Ajit Pai tries to kill San Francisco’s attempt to spur broadband competition - JaimeThompson
https://arstechnica.com/tech-policy/2019/06/ajit-pai-tries-to-kill-san-franciscos-attempt-to-spur-broadband-competition/
======
rayiner
The article distorts what the dispute is actually about:

> The ordinance only applies when the inside wiring belongs to the property
> owner. Under the rule, property owners who have outfitted their buildings
> with Internet wiring cannot deny access to ISPs, making it harder for them
> to strike exclusive deals with Internet providers.

If you read the NPRM
([https://docs.fcc.gov/public/attachments/DOC-358068A1.pdf](https://docs.fcc.gov/public/attachments/DOC-358068A1.pdf),
starting at paragraph 11), you’ll see that you’re not necessarily talking
about scenarios, as the article implies, where the building owns the wires
because it paid to install the wires. In many scenarios, the building owner
technically owns the wiring, but the service provider made the original
investment in wiring the building and entered into a contractual arrangement
to recoup the initial investment.

Consider the Interstate 66 express lanes into DC. In that project, private
investors paid to build the new freeways, but the State owns the road. What
the investors got in return is the exclusive right to operate the toll system
for 50 years, plus a cut of the toll revenue. If you eliminate the exclusivity
provision as anti-competitive, you’ve totally overturned the original bargain.

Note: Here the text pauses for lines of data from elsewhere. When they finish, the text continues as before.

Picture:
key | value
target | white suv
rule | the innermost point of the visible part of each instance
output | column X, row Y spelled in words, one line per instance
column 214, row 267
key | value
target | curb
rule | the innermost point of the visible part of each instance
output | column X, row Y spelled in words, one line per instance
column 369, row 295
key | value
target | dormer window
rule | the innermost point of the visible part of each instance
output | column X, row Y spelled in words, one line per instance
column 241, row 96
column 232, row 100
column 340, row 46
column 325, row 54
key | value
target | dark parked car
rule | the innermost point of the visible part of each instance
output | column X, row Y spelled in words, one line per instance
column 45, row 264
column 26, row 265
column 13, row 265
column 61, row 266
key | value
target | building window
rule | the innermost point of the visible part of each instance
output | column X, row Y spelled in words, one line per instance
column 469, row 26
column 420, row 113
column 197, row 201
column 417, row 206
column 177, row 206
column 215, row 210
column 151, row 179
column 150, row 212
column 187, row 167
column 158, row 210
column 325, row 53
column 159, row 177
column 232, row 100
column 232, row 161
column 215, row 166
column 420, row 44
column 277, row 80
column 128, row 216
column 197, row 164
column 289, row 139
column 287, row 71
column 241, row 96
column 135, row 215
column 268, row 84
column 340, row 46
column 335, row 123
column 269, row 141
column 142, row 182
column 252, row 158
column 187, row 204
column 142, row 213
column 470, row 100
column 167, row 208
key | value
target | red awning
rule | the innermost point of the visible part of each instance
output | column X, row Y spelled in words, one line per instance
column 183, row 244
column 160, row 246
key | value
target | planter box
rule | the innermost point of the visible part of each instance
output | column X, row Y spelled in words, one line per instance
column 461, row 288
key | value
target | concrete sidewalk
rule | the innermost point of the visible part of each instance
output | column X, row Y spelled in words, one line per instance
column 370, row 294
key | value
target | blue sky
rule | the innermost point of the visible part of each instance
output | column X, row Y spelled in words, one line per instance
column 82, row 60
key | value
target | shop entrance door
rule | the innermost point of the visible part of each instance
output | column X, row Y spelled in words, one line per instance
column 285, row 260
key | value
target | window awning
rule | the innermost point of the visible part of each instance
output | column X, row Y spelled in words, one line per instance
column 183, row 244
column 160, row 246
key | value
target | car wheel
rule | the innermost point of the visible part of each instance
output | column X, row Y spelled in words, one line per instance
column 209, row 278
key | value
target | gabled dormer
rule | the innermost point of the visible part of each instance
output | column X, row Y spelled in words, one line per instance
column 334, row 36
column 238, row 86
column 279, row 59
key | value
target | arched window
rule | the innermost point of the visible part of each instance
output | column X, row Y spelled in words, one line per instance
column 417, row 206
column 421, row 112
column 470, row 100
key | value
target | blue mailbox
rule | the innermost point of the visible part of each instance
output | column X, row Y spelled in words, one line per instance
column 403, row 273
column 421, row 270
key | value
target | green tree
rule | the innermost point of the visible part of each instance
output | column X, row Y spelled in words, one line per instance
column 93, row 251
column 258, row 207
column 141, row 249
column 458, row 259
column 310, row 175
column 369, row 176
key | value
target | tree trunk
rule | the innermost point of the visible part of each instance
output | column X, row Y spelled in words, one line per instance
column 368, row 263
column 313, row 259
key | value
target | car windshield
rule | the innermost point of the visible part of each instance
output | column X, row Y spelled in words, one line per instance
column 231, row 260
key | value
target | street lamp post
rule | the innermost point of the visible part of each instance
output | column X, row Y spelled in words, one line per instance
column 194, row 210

Maybe that sort of deal was a bad idea to begin with and shouldn’t have been
allowed. But overturning those contractual arrangements after the fact creates
real problems. (And note that no government entity pays or subsidizes
companies to wire up apartment buildings in San Francisco, so that angle isn’t
relevant here.)

The solution is probably, as a matter of building codes, to require MDUs to be
wired with Ethernet.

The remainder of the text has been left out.